Erforschung einer Speerspitze

Steinzeitliche Geheimnisse

Im Jahr 1983 fand der Wendeburger Landwirt Heinrich Helms beim Kartoffelroden auf der Kuppe des Steinklints zwischen Wendeburg und Rüper eine knapp 8 cm lange steinerne Spitze. Das schöne, auf beiden Seiten flächig bearbeitete, schokoladenfarbene Stück wurde bald darauf der Kirchengemeinde Wendeburg geschenkt. Der damalige Pastor Otto Pfingsten brachte es in einer kleinen Vitrine im Erdgeschoss des Kirchturms der Dorfpfarrkirche unter, wo es 35 Jahre lang für Kirchenbesucher zu sehen war.

Angesprochen wurde die Spitze damals als jungsteinzeitlicher bis frühbronzezeitlicher Flintdolch aus der Zeit von 2300 bis 1700 v. Chr. Dies ist die übliche Deutung für dünne und flächig „bifazial“ bearbeitete Steinspitzen. Es handelt sich um perfekt bearbeitete steinerne Nachahmungen der damals in Mitteleuropa aufkommenden triangulären Kupferdolche. Aus Mangel an dem Metall wurde der in Nordeuropa, einschließlich Norddeutschlands, sehr gut verfügbare nordische Flint, sprich Feuerstein, verwendet. Dass die Wendeburger Spitze aufgrund der unregelmäßigen Basis gar kein typischer Flintdolch ist, fand damals keine große Beachtung. Tatsächlich gibt es auch leicht fehlgestaltete oder nach einem Bruch notdürftig wiederhergerichtete Exemplare.

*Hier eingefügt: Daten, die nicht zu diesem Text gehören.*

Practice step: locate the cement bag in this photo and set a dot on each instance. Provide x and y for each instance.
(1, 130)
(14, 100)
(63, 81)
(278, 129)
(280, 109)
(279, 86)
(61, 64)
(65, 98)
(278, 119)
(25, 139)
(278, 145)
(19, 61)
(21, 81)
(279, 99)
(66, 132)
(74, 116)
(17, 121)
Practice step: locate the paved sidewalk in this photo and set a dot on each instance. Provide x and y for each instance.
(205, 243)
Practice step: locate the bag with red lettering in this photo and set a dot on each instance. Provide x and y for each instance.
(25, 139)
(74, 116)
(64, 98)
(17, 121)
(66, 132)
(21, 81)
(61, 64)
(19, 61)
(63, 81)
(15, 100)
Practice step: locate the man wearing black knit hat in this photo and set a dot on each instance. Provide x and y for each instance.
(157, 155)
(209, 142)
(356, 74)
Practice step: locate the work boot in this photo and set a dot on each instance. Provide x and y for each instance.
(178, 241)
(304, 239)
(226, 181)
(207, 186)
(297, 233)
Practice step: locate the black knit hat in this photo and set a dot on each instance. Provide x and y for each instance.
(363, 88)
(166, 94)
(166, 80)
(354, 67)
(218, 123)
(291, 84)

Anfang 2018 erschien ein wissenschaftlicher Artikel über spätmittelpaläolithische „Blattspitzen“ der so genannten „Blattspitzengruppe“ (Spätphase der mittleren Altsteinzeit, 50.000 bis 35.000 v. Chr.), Dadurch angeregt, fiel dem Peiner Archäologen Thomas Budde auf, dass es sich bei dem Wendeburger Artefakt eventuell gar nicht um einen Flintdolch, sondern eine Speerspitze der Blattspitzengruppe handeln könnte. Dies ist in der hiesigen Archäologie überhaupt die einzige in Frage kommende Alternative. Der Wendeburger Pastor Frank Wesemann stellte das Fundstück spontan für wissenschaftliche Untersuchungen zur Verfügung.

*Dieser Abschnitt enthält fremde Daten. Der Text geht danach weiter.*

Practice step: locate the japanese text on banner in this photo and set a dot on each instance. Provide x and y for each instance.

Der erste Aha-Effekt war sogleich, dass es sich bei dem Rohmaterial gar nicht um nordischen Flint handeln kann, sondern um ein anderes Silikatgestein (Silex). Durch eine petrographische Untersuchung am Leibnitz-Institut in Hannover steht inzwischen fest, dass die Speerspitze aus einer Chalzedon-Art besteht, deren Herkunft noch unbekannt, aber nicht im Norden zu suchen ist. Dies spricht stark gegen eine Deutung als Flintdolch. Aber auch die Herausbildung der Basis mit dem bewusst schräg herausgearbeiteten Schaft spricht gegen einen Dolch. Der Griffansatz für Flintdolche lag naturgemäß mittig. Es wurde eine symmetrische Form angestrebt. Für den schrägen Schäftungsansatz konnten Vergleichsstücke aus der Blattspitzengruppe vor allem in Hessen, vereinzelt auch in Ostwestfalen und Südniedersachsen gefunden werden. Auch die eher grobe Bearbeitung der Rückseite ist untypisch für die meist perfekt gefertigten Flintdolche, kann aber im Mittelpaläolithikum vorkommen.

Umfangreiche Forschungen setzten ein. Im Ergebnis steht heute vor allem fest, dass es sich um ein hierzulande sehr seltenes, ungewöhnliches Artefakt handelt. Die meisten konsultierten Archäologen legen sich daher nicht fest. Doch gibt es nur diese beiden Möglichkeiten. Für Thomas Budde sprechen die weitaus besseren Argumente für eine Datierung in das späte Mittelpaläolithikum. Er fasste seine Ergebnisse jüngst in der Zeitschrift „Braunschweigische Heimat“ (Heft 3/2021, S. 24-31) zusammen. Wenn dies zutrifft, handelt es sich um eine Speerspitze des späten Neandertalers, die vermutlich bei der saisonalen Jagd von einem Jägernomaden im Sommer weit in den Norden mitgebracht worden ist, als die letzte Eiszeit (Weichsel-Kaltzeit) hier bereits für ein menschenfeindliches Klima gesorgt hat. Es gab allerdings selbst zur Zeit des Kältemaximums Temperaturschwankungen, die einen Aufenthalt von Jägernomaden in der wildreichen Tundra gut möglich erscheinen lassen. Sollten sich in Zukunft Ansätze für eine andere Deutung des Stückes finden, wären diese am besten in einer wissenschaftlichen Fachzeitschrift gegenüberzustellen. Es kann durchaus Jahrzehnte lang dauern, bis eine endgültige Lösung gefunden ist, wie immer, wenn ungewöhnliche steinzeitliche Funde erstmals auftauchen. Momentan spricht aber alles für die gefundene Deutung.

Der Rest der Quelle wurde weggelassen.